Michael Prusikin: Ich selbst würde es sicher tun, aber ob ich auch einem Schüler dazu raten würde?! Wenn ich das Gefühl hätte, derjenige hat Potenzial, ich die Weltspitze vorzustoßen, dann schon.
Frage: Sehen Sie sich heute noch als Schachprofi oder primär als Trainer?
Michael Prusikin: Ich sehe mich in erster Linie als Schachtrainer. Auch aus diesem Grund habe ich in den Jahren 1998-2003 eine Ausbildung zum Erzieher abgeschlossen. Da ich damals schon mit den Gedanken gespielt habe, Schachtrainer zu werden, schien mir da eine pädagogische Ausbildung von Vorteil.
Frage: Was bedeutet Ihnen die Schachbundesliga?
Michael Prusikin: Inzwischen nicht mehr so viel. Bei unserem ersten Ausflug ins Oberhaus mit dem SC Forchheim vor 10 Jahren war ich aber von der Möglichkeit begeistert, gegen derart starke Gegnerschaft anzutreten.
Frage: Welches Status hat Deutschland als Leistungsstandort in Bezug auf Schach aus Ihrer Sicht heute?

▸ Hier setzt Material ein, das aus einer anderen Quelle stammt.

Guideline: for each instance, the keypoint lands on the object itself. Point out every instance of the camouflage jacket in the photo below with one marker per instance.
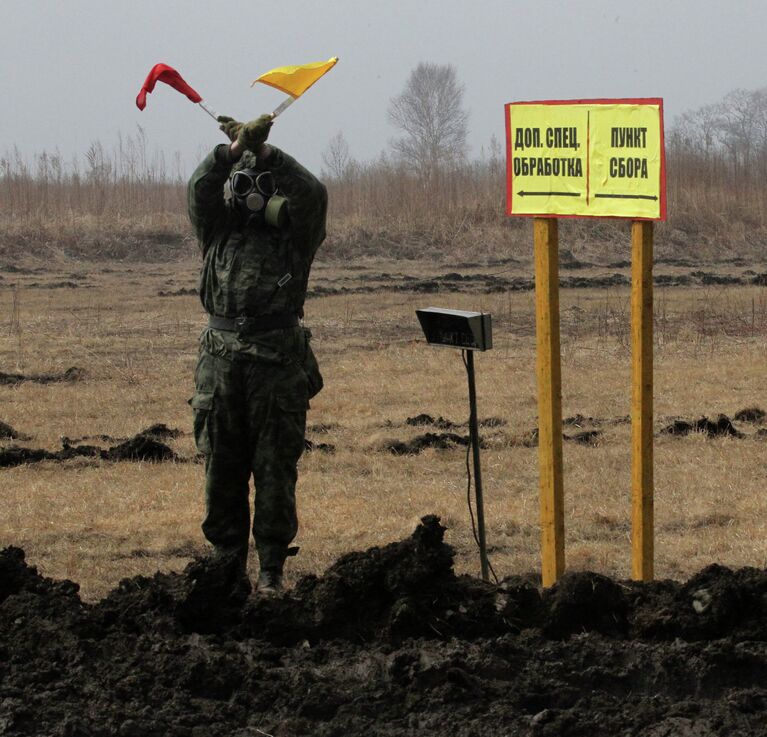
(243, 265)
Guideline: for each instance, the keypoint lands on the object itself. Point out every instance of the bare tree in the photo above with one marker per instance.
(337, 158)
(429, 112)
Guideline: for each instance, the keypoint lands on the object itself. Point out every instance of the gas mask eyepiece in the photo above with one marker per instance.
(254, 194)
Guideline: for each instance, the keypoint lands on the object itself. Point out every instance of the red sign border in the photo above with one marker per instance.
(599, 101)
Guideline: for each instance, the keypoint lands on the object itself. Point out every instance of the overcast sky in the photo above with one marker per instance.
(71, 70)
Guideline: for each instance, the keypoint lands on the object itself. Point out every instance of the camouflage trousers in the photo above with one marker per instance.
(250, 402)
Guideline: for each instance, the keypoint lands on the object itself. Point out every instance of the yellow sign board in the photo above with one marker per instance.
(586, 158)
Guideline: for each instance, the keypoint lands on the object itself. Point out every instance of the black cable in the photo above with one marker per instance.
(468, 487)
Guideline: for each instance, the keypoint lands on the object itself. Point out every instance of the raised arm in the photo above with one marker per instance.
(205, 193)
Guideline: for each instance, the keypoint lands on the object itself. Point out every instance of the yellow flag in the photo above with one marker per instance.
(296, 80)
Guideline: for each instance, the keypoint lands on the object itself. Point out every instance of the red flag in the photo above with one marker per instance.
(164, 73)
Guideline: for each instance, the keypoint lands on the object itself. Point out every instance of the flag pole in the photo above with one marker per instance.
(286, 103)
(213, 114)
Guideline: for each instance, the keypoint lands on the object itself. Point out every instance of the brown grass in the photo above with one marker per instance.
(97, 522)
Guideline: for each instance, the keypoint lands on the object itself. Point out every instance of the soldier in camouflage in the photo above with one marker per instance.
(259, 218)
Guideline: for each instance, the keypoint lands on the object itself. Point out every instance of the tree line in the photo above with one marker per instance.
(426, 184)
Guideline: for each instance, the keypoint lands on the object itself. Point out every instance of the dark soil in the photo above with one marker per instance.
(386, 642)
(9, 433)
(144, 446)
(750, 414)
(443, 424)
(71, 374)
(721, 426)
(439, 440)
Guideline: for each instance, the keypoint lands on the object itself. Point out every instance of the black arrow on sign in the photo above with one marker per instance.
(548, 194)
(629, 196)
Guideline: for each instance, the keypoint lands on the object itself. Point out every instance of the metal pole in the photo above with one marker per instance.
(286, 103)
(213, 114)
(474, 434)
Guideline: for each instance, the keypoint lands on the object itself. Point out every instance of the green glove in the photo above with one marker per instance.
(230, 126)
(253, 135)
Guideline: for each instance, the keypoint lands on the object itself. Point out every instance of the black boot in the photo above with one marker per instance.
(269, 582)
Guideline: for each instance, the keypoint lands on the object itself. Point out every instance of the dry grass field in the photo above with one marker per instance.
(96, 521)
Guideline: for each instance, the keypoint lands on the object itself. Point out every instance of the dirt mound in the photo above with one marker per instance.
(71, 374)
(386, 642)
(755, 415)
(9, 433)
(720, 427)
(144, 446)
(444, 424)
(441, 441)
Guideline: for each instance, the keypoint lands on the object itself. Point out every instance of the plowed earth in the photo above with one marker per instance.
(386, 642)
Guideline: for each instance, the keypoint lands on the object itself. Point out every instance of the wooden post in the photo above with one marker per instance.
(641, 401)
(549, 399)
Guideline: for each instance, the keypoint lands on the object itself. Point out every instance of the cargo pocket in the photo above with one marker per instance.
(202, 404)
(290, 425)
(311, 367)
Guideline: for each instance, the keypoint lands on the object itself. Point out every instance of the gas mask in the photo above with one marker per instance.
(254, 195)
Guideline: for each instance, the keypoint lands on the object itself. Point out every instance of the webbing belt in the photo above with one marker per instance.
(272, 321)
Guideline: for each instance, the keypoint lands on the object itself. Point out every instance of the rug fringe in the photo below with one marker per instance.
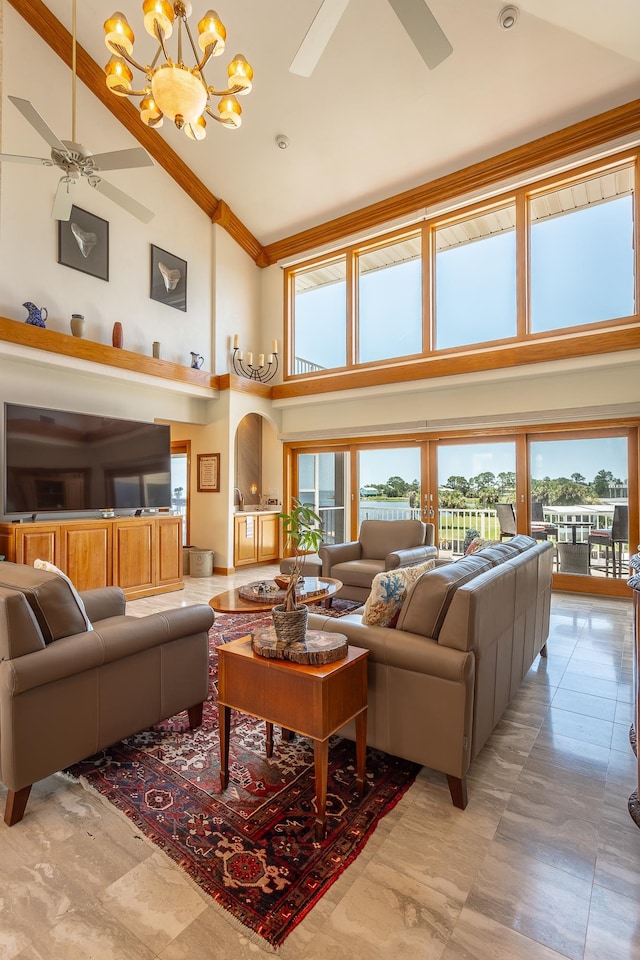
(249, 934)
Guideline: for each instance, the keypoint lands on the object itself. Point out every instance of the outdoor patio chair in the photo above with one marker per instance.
(506, 519)
(617, 533)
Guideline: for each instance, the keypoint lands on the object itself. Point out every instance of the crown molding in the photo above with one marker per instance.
(571, 141)
(49, 28)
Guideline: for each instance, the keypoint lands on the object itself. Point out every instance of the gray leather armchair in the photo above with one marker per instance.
(67, 692)
(382, 545)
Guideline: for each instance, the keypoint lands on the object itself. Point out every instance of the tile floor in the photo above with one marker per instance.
(543, 864)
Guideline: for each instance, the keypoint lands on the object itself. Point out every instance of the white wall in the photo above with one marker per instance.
(28, 236)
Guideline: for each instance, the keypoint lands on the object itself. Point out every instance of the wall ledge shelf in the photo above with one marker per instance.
(65, 350)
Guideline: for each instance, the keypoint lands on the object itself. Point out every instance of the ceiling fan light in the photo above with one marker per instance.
(150, 113)
(230, 111)
(160, 12)
(240, 75)
(118, 33)
(196, 130)
(212, 31)
(178, 92)
(118, 75)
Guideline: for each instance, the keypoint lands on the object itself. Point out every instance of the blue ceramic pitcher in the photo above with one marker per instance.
(37, 315)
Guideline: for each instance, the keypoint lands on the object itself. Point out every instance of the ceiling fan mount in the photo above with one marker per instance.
(76, 161)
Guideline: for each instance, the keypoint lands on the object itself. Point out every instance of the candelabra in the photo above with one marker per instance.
(262, 371)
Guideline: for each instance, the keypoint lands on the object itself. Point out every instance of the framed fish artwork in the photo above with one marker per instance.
(83, 243)
(168, 278)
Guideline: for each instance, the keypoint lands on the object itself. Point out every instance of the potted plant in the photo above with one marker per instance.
(302, 528)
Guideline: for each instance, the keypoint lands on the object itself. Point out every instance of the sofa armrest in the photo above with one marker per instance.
(116, 640)
(408, 557)
(332, 553)
(104, 602)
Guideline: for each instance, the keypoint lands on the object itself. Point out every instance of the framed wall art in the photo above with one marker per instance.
(83, 243)
(168, 278)
(208, 473)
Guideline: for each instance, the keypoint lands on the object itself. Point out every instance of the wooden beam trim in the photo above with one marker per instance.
(538, 351)
(569, 141)
(49, 28)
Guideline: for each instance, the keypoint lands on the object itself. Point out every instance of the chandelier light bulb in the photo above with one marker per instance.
(172, 88)
(212, 33)
(158, 12)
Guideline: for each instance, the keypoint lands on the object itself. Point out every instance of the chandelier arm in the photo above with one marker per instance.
(225, 93)
(130, 93)
(125, 56)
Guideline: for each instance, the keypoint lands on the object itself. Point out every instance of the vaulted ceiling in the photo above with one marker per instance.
(372, 120)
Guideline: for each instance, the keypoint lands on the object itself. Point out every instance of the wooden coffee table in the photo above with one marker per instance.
(314, 701)
(232, 602)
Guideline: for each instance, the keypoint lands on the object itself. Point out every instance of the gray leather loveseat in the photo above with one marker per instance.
(466, 636)
(67, 691)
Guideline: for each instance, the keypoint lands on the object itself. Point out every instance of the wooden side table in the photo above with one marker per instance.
(314, 701)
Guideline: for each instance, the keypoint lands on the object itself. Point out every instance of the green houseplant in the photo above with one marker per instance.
(302, 528)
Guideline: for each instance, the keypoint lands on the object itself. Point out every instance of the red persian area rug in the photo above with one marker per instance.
(251, 848)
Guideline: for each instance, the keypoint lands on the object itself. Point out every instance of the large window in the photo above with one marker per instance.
(475, 279)
(547, 257)
(582, 252)
(390, 301)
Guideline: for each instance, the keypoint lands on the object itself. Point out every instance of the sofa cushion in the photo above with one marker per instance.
(428, 600)
(51, 568)
(388, 592)
(380, 537)
(51, 599)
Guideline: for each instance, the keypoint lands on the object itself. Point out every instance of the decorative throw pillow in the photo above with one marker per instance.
(388, 593)
(51, 568)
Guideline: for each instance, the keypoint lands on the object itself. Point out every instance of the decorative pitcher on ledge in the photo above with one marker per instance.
(37, 315)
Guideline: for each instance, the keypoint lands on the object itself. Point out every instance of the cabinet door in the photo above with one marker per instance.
(133, 552)
(245, 540)
(41, 542)
(268, 541)
(88, 554)
(169, 550)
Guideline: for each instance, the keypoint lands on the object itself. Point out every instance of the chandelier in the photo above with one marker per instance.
(172, 89)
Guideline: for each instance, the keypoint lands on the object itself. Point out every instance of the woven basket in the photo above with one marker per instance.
(290, 626)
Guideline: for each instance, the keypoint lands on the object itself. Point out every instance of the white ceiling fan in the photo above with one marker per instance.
(78, 163)
(414, 15)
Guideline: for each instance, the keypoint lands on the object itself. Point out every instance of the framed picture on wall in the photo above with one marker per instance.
(168, 278)
(208, 473)
(83, 243)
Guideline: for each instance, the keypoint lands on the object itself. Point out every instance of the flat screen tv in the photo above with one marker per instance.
(56, 460)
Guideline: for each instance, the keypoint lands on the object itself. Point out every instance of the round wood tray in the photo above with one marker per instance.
(317, 648)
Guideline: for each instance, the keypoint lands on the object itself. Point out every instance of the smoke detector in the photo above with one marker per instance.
(508, 17)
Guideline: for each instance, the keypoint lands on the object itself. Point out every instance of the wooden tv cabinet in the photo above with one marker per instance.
(143, 555)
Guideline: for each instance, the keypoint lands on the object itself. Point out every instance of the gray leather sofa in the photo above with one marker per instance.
(383, 545)
(67, 692)
(467, 634)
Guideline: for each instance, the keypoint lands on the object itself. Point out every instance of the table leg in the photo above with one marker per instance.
(361, 749)
(321, 757)
(224, 722)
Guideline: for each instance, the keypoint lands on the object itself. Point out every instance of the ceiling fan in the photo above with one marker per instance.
(414, 15)
(78, 163)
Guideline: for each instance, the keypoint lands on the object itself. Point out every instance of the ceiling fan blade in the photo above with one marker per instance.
(423, 29)
(317, 37)
(122, 159)
(30, 114)
(124, 200)
(16, 158)
(63, 200)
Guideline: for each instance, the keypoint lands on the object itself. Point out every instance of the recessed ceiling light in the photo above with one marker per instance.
(508, 17)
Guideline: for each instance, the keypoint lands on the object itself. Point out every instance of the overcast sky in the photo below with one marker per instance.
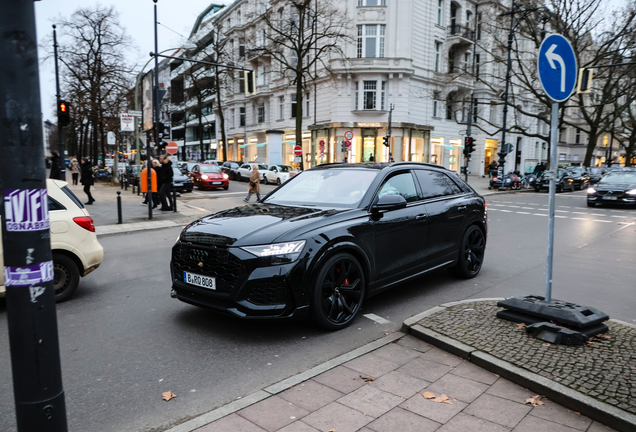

Michael Prusikin: Im Breitensportbereich spielt Deutschland eine wichtige Rolle in der Schachwelt: Großer Verband, viele offene Turniere. Im Spitzensportbereich sind die beiden Topturniere in Dortmund und Baden-Baden und die Bundesliga zu nennen. Was uns fehlt, sind Weltklassespieler. Nur ein deutscher Magnus Carlsen oder eine deutsche Hou Yifan könnten das Interesse der Medien an unserem Spiel wecken.
Frage: Sie haben den Großteil Ihres Lebens dem Schachsport gewidmet. Gibt es Zeiten, wo Sie müde vom Schach sind?
Michael Prusikin: Ich liebe Schach, aber ich kenne natürlich auch das Gefühl der „Übersättigung“. Schach gab mir die Möglichkeit, viele interessante Orte und Menschen kennen zu lernen. Zudem ist das Spiel für mich die wichtigste Möglichkeit der Selbstverwirklichung, aber natürlich gibt es in meinem Leben auch andere Hobbys und Interessen. Ich lese gern und viel, gehe ins Kino, treibe Sport. Aber auch meine Familie und meine Freunde sind ein sehr wichtiger Bestandteil meines Lebens.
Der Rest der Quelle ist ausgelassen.